As content producers entitled to the remuneration their entertainment work deserves, the Games Industry has become divided over the issues raised by the bill proposal. Some of these divides are within individual companies themselves, such as Sony where ‘Sony Music Entertainment’ is listed as a supporter, but ‘Sony Online Entertainment’ is not. It's always a mess when companies wake up to find the community Giant of the Internet awake and enraged, and so far a clear list of supporters and detractors have yet to emerge.
What is clear are the serious questions the SOPA Bill engenders for the Games Industry
User innovation and community engagement drives the success and sustainability of any industry. Under SOPA, custom files ranging from innocent configuration files to a full mod changing or altering a games base code can be accused of intellectual property threat, and the website hosting the content taken down. Under SOPA, the creators of the original Counter Strike mod could theoretically have been seen as infringing copyright and processed accordingly. With sales of over 25 million to date for Valve after they acquired the makers, the fear of making content that could get you prosecuted will cost the industry severely.
SOPA's true aim is censorship, not piracy. Under its mandate, content that even hints at misappropriation or misinterpretation can be removed. This would be the end of the YouTube generation, whether it is guides, game play videos or machinima. What has not been made clear is that it’s the Industry itself which are the enforcers under the proposal. Any request for a takedown by an Industry provider is given pre-authorization under the law.
The evidence for this is already here, even before the official SOPA debate begins, with the current war between Viacom and YouTube. When you hand over the power of self regulation, you create a corporate environment ripe for abuse and primed for anti-competitive practices. If every would-be indie developer is concerned their creation could be seen as a remote infringement and thus be prosecuted, you have an environment of fear which means less entrepreneurial content.
The notion you can hold responsible the content provider of user generated information is absurd. The logic follows that if I receive an inappropriate text from an iPhone, I can sue Apple for enabling the distribution of the content of that text. Broad definitions in legislation addressed at the fundamentals of the Internet model are at best worrisome, at worst punitive.
The advertising industry needs to wake up here as well: If your advertisement by the virtue of distributed media gets placed on a website that happens to even indirectly support or host pirated material, you can be held liable. I guarantee it will be your competitor who noticed and got you prosecuted.
Start-ups are the lifeblood of any industry, but the Game sector relies on innovation and creativity from its indie and self starter community. Investors are outright scared according to the latest BOOZ study, with some claiming they would need a minimum 13x return of investment before even considering a media and content related proposal under the SOPA provision.

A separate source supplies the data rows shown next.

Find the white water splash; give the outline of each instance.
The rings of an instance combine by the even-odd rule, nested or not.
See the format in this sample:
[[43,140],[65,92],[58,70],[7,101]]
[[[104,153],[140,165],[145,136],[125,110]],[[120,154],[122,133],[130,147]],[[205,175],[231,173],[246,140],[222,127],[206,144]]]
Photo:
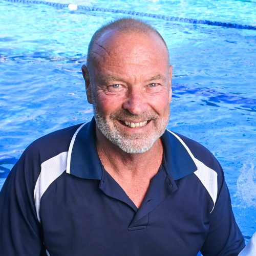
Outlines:
[[237,182],[234,197],[241,200],[240,206],[256,207],[256,172],[253,164],[244,164]]

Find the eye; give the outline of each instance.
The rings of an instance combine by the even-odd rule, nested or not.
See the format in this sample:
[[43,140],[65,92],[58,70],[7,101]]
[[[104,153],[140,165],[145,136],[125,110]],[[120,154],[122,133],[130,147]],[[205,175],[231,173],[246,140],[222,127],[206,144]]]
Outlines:
[[157,82],[152,82],[147,84],[147,86],[146,87],[146,88],[148,92],[152,93],[157,93],[162,89],[163,87],[161,86],[161,83],[158,83]]
[[120,88],[121,87],[121,84],[112,84],[112,86],[111,86],[112,87],[113,87],[113,88],[114,88],[115,89]]
[[115,83],[108,87],[108,91],[111,93],[120,93],[123,91],[123,85],[120,83]]

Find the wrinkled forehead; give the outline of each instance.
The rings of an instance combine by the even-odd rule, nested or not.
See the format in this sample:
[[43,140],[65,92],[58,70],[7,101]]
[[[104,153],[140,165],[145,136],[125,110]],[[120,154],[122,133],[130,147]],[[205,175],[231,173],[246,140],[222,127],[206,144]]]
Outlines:
[[123,63],[157,61],[169,65],[167,47],[152,32],[107,31],[94,42],[91,53],[97,63],[121,60]]

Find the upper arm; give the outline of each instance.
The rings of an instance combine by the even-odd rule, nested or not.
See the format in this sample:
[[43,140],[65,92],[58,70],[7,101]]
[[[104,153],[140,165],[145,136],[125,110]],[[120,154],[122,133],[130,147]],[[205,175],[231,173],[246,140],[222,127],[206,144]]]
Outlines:
[[236,222],[229,192],[220,169],[217,200],[201,251],[204,255],[237,255],[245,246],[244,240]]
[[46,255],[33,197],[39,172],[35,168],[35,161],[23,154],[0,193],[1,255]]

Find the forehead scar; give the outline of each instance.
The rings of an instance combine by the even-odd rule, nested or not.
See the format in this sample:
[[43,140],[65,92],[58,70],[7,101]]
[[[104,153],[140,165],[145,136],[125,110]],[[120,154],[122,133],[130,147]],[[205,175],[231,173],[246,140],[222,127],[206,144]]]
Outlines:
[[[95,42],[94,44],[95,44],[95,45],[97,45],[99,47],[100,47],[101,49],[102,49],[104,50],[104,52],[105,52],[105,53],[106,53],[108,55],[109,55],[109,53],[108,52],[108,51],[107,51],[107,50],[106,50],[106,49],[105,49],[105,48],[104,48],[102,46],[100,45],[99,44],[98,44],[97,42]],[[98,55],[99,55],[99,54],[98,54]]]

The alternatives proposed are aren’t any better, and understand that any attempt to shift attention away from PIPA to SOPA is dangerous. They are both rotten, and their only difference is in their execution and the margins of the law. American law makers need to focus not on building the US version of the Golden Shield, which SOPA in strict terms will have to be to function as drafted, but instead paying attention to how innovation, flexible pricing and content value reduces piracy.
The game Industry needs to wake up and realises that SOPA and its ilk will not only reduce advertisement and promote unethical corporate conduct, but more importantly directly affect community engagement, production and the user content which drives so much of its success.
Is it any wonder the Swedish word for garbage is SOPA?